El coronavirus hace un recuento de las células que aún siguen dormidas y activa la alarma para que se despierten de su letargo ancestral y puedan volver a empezar en una nueva escala evolutiva más amable y amorosa que la anterior, dominada por la mente patriarcal y el abuso sin medida. Pero si esas células no despiertan y se acurrucan en casa dominadas por el miedo al contagio, el virus se acercará aún más a sus mentes para gritarles con fuerza que ¡ya está bien!, que ha llegado la hora de empezar a vivir la vida sin dolor y sin temor al cambio, que la MUJER está en camino y que su alma pondrá fin a la incertidumbre y a la falta de Amor en el planeta ,y que si no despiertas ahora es muy posible que te quedes dormido hasta la próxima catástrofe mundial que vendrá a buscar a los rezagados.

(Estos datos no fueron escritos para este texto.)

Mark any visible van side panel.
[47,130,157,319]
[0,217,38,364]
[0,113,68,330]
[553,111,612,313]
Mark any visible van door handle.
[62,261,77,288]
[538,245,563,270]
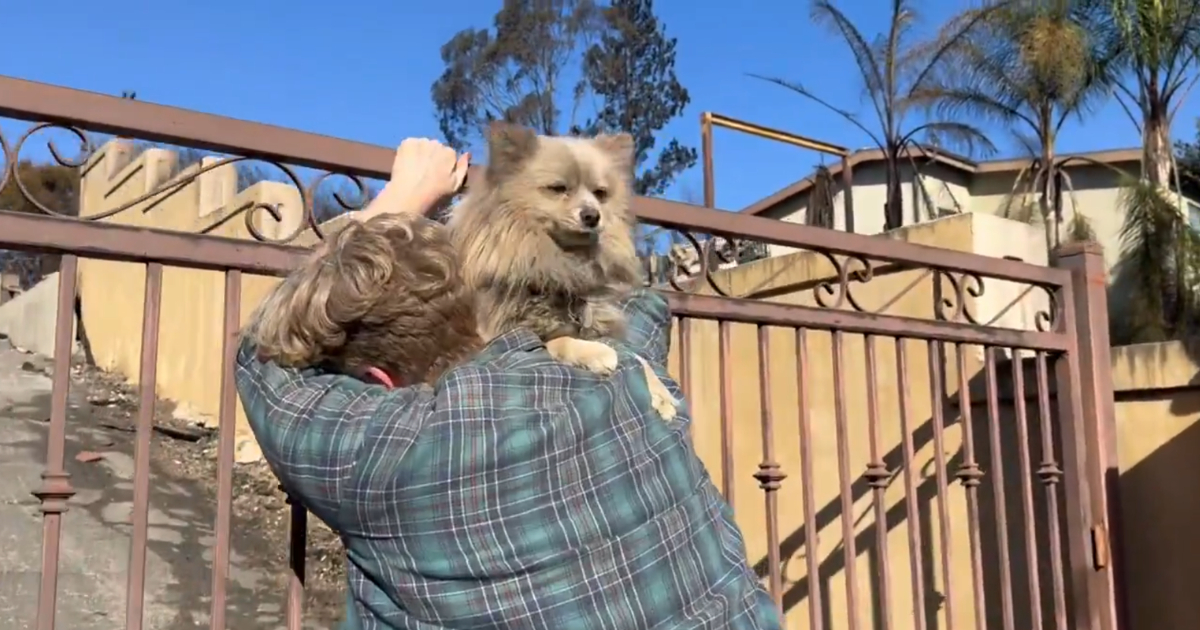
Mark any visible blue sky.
[0,0,1200,209]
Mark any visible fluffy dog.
[448,122,677,419]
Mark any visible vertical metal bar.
[954,343,988,630]
[841,154,854,232]
[1013,348,1042,630]
[1036,352,1067,630]
[1055,309,1104,630]
[984,347,1014,630]
[895,337,929,630]
[1055,242,1130,630]
[830,330,858,630]
[679,317,695,433]
[700,112,716,208]
[125,263,162,630]
[796,328,824,630]
[288,497,308,630]
[34,254,79,630]
[754,325,787,612]
[209,270,241,630]
[929,341,955,630]
[716,320,737,510]
[863,335,892,630]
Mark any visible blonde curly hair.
[245,214,481,384]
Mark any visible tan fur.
[246,214,482,384]
[449,124,676,419]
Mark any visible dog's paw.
[546,337,617,377]
[637,356,679,421]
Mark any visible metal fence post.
[1055,242,1129,630]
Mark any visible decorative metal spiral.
[0,122,370,244]
[812,252,875,312]
[934,270,984,325]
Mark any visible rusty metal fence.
[0,77,1123,630]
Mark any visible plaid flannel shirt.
[236,290,780,630]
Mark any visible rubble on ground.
[11,345,346,625]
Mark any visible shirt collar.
[476,328,545,359]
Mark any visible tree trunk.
[1142,103,1171,187]
[883,157,904,232]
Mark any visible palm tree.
[750,0,995,229]
[1103,0,1200,342]
[929,0,1114,251]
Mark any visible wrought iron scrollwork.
[812,252,875,313]
[1033,286,1062,332]
[934,270,985,325]
[0,122,370,244]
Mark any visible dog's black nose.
[580,205,600,228]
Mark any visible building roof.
[740,146,1141,215]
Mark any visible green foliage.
[751,0,995,230]
[929,0,1116,250]
[576,0,696,196]
[1112,180,1200,343]
[431,0,696,194]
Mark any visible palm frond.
[900,120,996,156]
[809,0,886,124]
[746,72,884,148]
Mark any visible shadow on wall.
[1117,360,1200,628]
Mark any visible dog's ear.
[487,120,538,180]
[595,133,634,174]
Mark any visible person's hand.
[388,138,470,214]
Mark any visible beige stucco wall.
[79,140,338,461]
[763,157,1136,274]
[1112,342,1200,629]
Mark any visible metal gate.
[0,77,1120,630]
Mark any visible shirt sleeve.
[235,341,432,526]
[620,288,671,366]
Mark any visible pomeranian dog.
[448,122,678,420]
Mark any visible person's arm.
[620,287,671,366]
[236,340,432,524]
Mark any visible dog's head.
[450,122,641,292]
[487,122,634,250]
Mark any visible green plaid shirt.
[238,290,780,630]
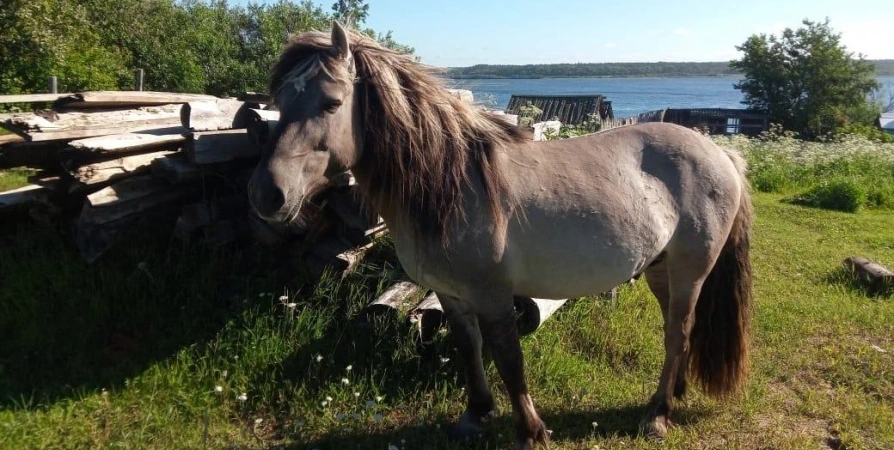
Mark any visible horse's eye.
[324,100,341,113]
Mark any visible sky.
[235,0,894,67]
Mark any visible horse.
[248,22,752,449]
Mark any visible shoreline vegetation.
[444,59,894,79]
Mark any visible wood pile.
[0,91,384,272]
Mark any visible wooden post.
[133,69,144,91]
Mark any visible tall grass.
[714,134,894,212]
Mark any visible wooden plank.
[0,184,47,210]
[151,153,204,184]
[68,150,176,189]
[180,99,247,131]
[79,175,192,225]
[236,92,273,105]
[843,256,894,295]
[183,130,261,164]
[68,132,186,153]
[0,134,25,145]
[53,91,217,108]
[0,93,74,104]
[0,105,182,142]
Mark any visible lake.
[449,76,894,117]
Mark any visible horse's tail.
[689,149,752,396]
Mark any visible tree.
[332,0,369,30]
[730,19,880,138]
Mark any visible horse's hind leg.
[646,259,689,398]
[479,295,549,450]
[438,294,494,437]
[640,248,713,437]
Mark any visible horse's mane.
[270,32,527,244]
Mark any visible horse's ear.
[332,20,351,59]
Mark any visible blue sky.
[235,0,894,66]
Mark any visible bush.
[791,178,867,212]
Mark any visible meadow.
[0,136,894,450]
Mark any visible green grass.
[0,194,894,449]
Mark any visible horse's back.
[505,123,741,298]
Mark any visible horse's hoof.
[447,411,484,439]
[639,416,673,440]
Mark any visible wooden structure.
[505,94,615,125]
[662,108,769,136]
[0,91,384,272]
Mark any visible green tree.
[731,19,880,138]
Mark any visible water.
[450,76,894,117]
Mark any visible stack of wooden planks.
[0,91,384,271]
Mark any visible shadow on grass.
[0,212,308,408]
[283,405,706,450]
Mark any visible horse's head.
[249,23,362,222]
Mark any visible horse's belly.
[506,211,673,299]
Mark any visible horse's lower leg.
[482,314,549,450]
[645,261,689,398]
[438,294,494,437]
[640,280,701,437]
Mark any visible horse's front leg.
[478,295,549,450]
[438,294,494,437]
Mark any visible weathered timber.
[180,98,248,131]
[0,184,47,209]
[0,94,73,103]
[236,92,273,105]
[150,153,204,184]
[363,281,425,321]
[53,91,217,109]
[0,105,182,142]
[183,130,261,164]
[245,108,279,146]
[515,297,568,335]
[407,292,447,346]
[80,175,192,224]
[67,150,176,186]
[68,130,186,153]
[843,256,894,295]
[0,134,25,145]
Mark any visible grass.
[0,194,894,449]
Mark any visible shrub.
[792,178,867,212]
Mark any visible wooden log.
[0,184,47,210]
[0,105,182,142]
[407,292,447,346]
[236,92,273,105]
[180,98,248,131]
[68,130,186,153]
[53,91,217,109]
[183,130,261,164]
[843,256,894,295]
[245,108,279,147]
[0,93,73,104]
[363,281,425,322]
[79,175,192,224]
[515,297,568,336]
[68,150,176,189]
[150,153,204,184]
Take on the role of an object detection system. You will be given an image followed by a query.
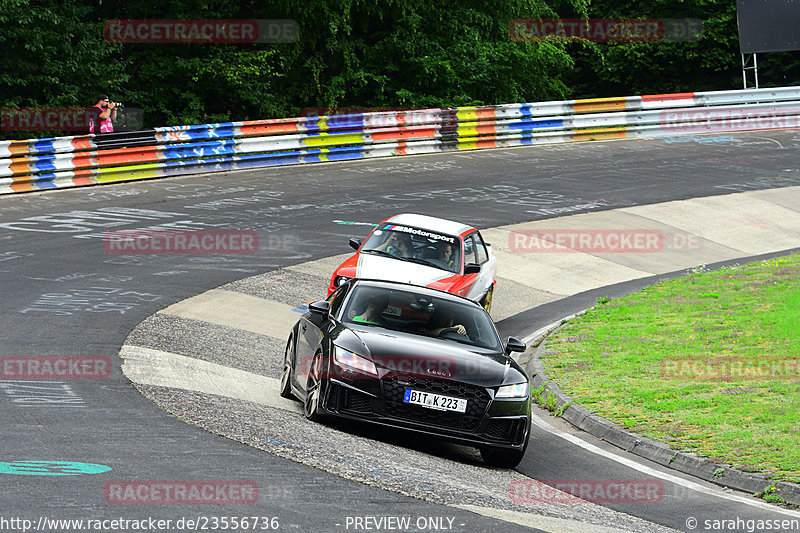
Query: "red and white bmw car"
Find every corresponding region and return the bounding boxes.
[328,214,497,311]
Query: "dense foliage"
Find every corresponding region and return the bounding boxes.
[0,0,800,138]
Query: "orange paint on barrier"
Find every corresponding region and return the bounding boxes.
[72,176,95,187]
[475,139,497,148]
[93,146,161,167]
[8,141,30,157]
[8,157,35,175]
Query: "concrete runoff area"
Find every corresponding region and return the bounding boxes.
[121,187,800,531]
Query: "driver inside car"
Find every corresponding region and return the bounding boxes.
[427,308,467,335]
[374,231,411,257]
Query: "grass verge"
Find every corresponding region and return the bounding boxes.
[543,254,800,482]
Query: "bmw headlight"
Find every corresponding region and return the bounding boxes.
[495,382,528,398]
[333,346,378,377]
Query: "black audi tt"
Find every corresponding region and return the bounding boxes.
[280,279,531,468]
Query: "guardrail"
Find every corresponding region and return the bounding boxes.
[0,87,800,194]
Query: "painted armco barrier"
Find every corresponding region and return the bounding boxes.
[0,87,800,194]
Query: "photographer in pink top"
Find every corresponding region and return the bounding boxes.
[88,94,117,134]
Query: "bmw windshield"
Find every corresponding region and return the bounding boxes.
[361,224,461,273]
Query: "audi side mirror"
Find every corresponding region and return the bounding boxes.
[506,337,528,354]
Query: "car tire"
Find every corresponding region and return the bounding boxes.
[481,447,525,468]
[481,284,494,313]
[280,337,294,399]
[303,352,322,422]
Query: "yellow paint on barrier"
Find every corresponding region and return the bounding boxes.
[301,133,364,147]
[456,126,478,137]
[456,107,478,122]
[96,163,160,183]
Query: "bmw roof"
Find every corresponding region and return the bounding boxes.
[386,213,475,235]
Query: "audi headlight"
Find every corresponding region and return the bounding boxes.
[333,346,378,377]
[495,382,528,398]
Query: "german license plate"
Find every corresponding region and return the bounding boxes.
[403,389,467,413]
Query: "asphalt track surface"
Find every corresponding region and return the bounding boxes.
[0,131,800,531]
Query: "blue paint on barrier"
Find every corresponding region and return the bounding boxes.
[508,119,564,130]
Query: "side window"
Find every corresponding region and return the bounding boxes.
[464,234,478,265]
[328,284,349,316]
[473,233,489,265]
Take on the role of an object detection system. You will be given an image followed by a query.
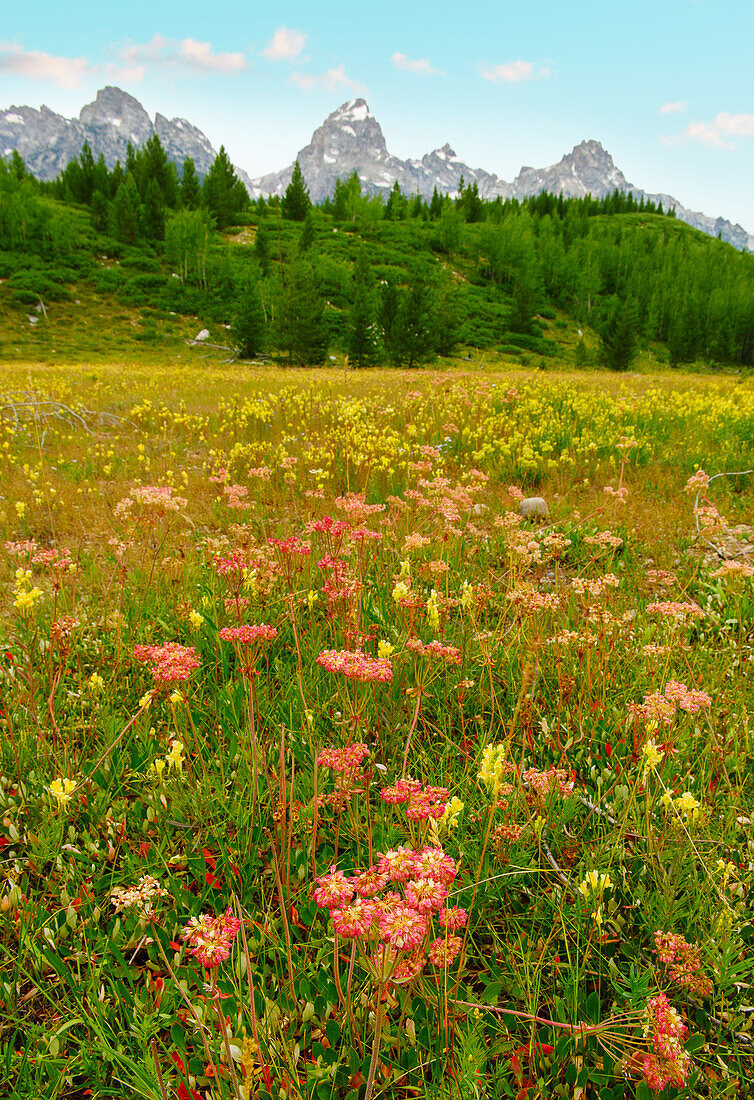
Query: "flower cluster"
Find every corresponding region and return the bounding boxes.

El dolor forma parte del encierro humano en el cuerpo de luz apagado porque la MUJER no está en él, siendo el hombre quien maneja los vehículos carnales que circulan a ciegas por el planeta en extinción si no ponemos fin a esta película tan dolorosa que se repite a través del tiempo con la Humanidad esclava de sus propios recuerdos no asumidos.

Pero si hoy nos damos cuenta de que estamos a las puertas de una gran Sanación colectiva y le damos gracias a esta pequeña partícula que activa nuestro despertar avivando el recuerdo dormido para que no se vuelva a repetir esta historia y la Humanidad camine libre, el miedo desaparecerá de la mente de quien asuma su recuerdo y lo sacará para siempre de su estructura cerebral.

El poder que se recupera tras una Sanación de estas características, cuando muchas personas vibran en sintonía con el cambio dimensional del planeta, afecta no solo a cada individuo que participa en la Sanación dándole conciencia a la historia sino al conjunto social, dotándolo de nueva vida y estructuras menos agresivas que favorecen la comunicación y la relación interpersonal con generosidad y sin ataduras.

El comienzo de una Nueva Era asoma en el horizonte y hoy deberíamos sentirnos afortunados y llorar de alegría por el cambio inminente que se avecina. Abre la ventana si no puedes salir a la calle y grita tu ¡VIVA LA VIDA!, dejando a un lado el miedo que atenaza tu garganta para que no hables si  estás en desacuerdo con la opinión general y sientes que hay algo que no marcha bien en tu entorno pero no te atreves a manifestarlo.

Y por último, recuerda que todos somos Uno y que el descenso separó el alma humana en dos mitades, exactamente la misma historia que ahora se vive con la separación del hermano por miedo a que te contagie el virus. Toma conciencia de esta realidad y actúa desde dentro enviándole Luz y Amor a tus congéneres aunque no los veas por la calle, porque la Unidad es también un recuerdo que hay que avivar para que se manifieste pronto en el Alma de la Humanidad y en cada persona en particular.

La Luz de la libertad nunca se apaga y siempre queda una chispa de brillo amoroso en la cara y la sonrisa de quien agradece la vida que tiene sabiendo que algún día no muy lejano, la chispa será una llama grande, luminosa e incandescente que sorteará todos los obstáculos para que todo fluya en armonía con la Luz Creadora de Dios, que siempre es, ha sido y será UNO.